Q. No replacement for what?
Supposedly, there's no replacement for displacement, right? A larger engine will have a greater quantity of air and fuel to push the piston, so why is it that smaller engines tend to have greater efficiency?
For example, the Integra Type-R made roughly 109bhp per liter from the factory, though torque was only 71lb-ft per liter. The contender for American muscle I bring forward is the LS1 engine from the Corvette. Factory output: 350bhp and 360lb-ft of torque. That yields only 62 bhp per liter and 63lb-ft per liter from the 5.7-liter small block.
I understand an engine that revs high can make horsepower simply because of the definition of horsepower. But even based on torque, the relatively torque-less Integra is doing great for its displacement. What is it that decreases the efficiency of a big engine?
VTEC probably factors in because you get low- and high-rev cam profiles. I've heard rumors that the next-generation Corvette might have variable cam timing. Is there a particular reason pushrod engines can't utilize VTEC or something similar?
A. Efficiency can mean a lot of things: power per displacement, power per size or weight, power per unit of fuel burned... So don't fool yourself into thinking high specific output-power per displacement-necessarily means an engine is the most efficient in any other way.
The 'no replacement for displacement' nonsense is true only in terms of one kind of efficiency: power per engine. If you want an engine to make a lot of power above all else, there are few better ways than simply making it big.
Big has downsides, though. Big engines are often made of big parts-heavy parts that don't like to change direction 16,000 times per minute. As you pointed out, the definition of horsepower (torque x rpm/some number that depends on what units are used) means the most direct path to high specific power output is simply increasing the revs. But those big parts don't allow it.
There are more things distinguishing a B18C5 from an LS1 than displacement. The LS1's vintage two-valve pushrod arrangement limits breathing ability at high revs and makes precise valve control difficult at high speeds. The layout is well suited to mid-range output, so everything else in the engine is largely optimized for the middle of the tach.
For a big engine with the output character of a Type-R, build it like a Type-R engine-with small parts. Look at the 6.1-liter BMW V12 in a McLaren F1. Even without the benefit of variable valve lift, this big engine makes 103bhp per liter and an even more impressive 79lb-ft per liter.

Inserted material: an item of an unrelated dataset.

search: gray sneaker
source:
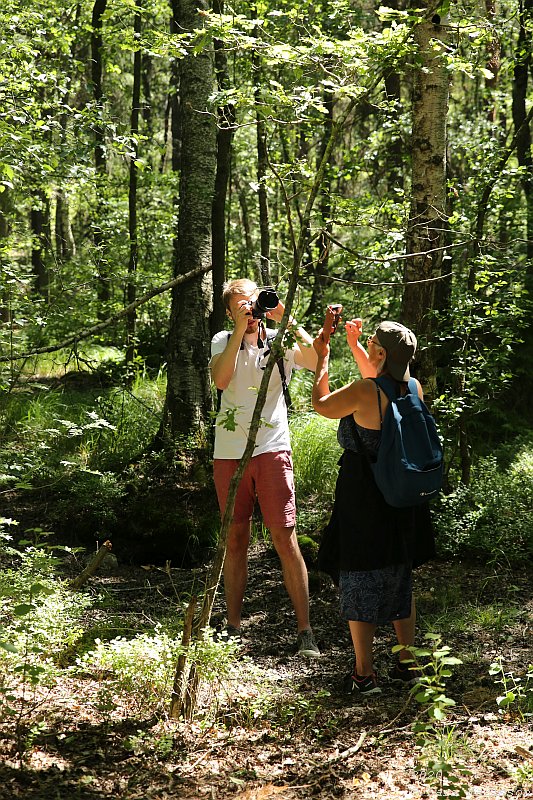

Ignoring the engine speed at which it peaks, torque output is a good measure of how well an engine breathes. Torque is effectively a measure of output available from a single combustion event, while power is the sum of all the combustion events happening over a period of time. An engine with good volumetric efficiency (ability to fill its combustion chamber on the intake stroke and expel it on the exhaust stroke) will make a lot of torque.
The fact that the Type-R has better specific torque output may seem surprising, but remember, the engine is designed to breathe well at high revs, taking full advantage of the inertia of fast-moving intake flow and, of course, the kind of high-rev valve timing that wouldn't even run if the same cam profile had to be used at idle. This lets Honda eke out better than 100 percent volumetric efficiency at its 7500rpm torque peak, a feat the LS1 can't match with its fixed valve timing. Even taken to its extreme in the form of the 505bhp LS7, 67lb-ft per liter is all the ol' small block can do.
Variable valve timing is possible on underhead cam engines, but it's taken years for the mechanisms to be developed and for the benefits to outweigh the costs. The trick is that both intake and exhaust lobes must share one cam, but truly effective variable valve timing requires manipulating the two independently. The solution: concentric camshafts that can rotate a few degrees within each other. The cam lobes that follow the inner shaft then have to slide over the outer shaft with a bushing and link to the inner shaft with a pin.
This is exactly what the 2008 Dodge Viper does, though variable timing is limited to the exhaust lobes. This strategy helps this 600bhp behemoth rank as a low-emissions vehicle, but doesn't yield the earth-shattering increase in output one might hope for.
For that, the timing of the intake lobes needs to be varied as well, by adopting some kind of variable lift system. Fitting a VTEC-style variable lift to a pushrod engine hasn't been done, but it could work. Porsche's Variocam Plus, which mated two cam profiles to a single direct-acting valve bucket, could be mimicked relatively easily, with the pushrod's lifter controlling the same cam-switching action the direct-acting bucket did in the Porsche engine. When the pushrod crew will get around to doing this, however, is anyone's guess.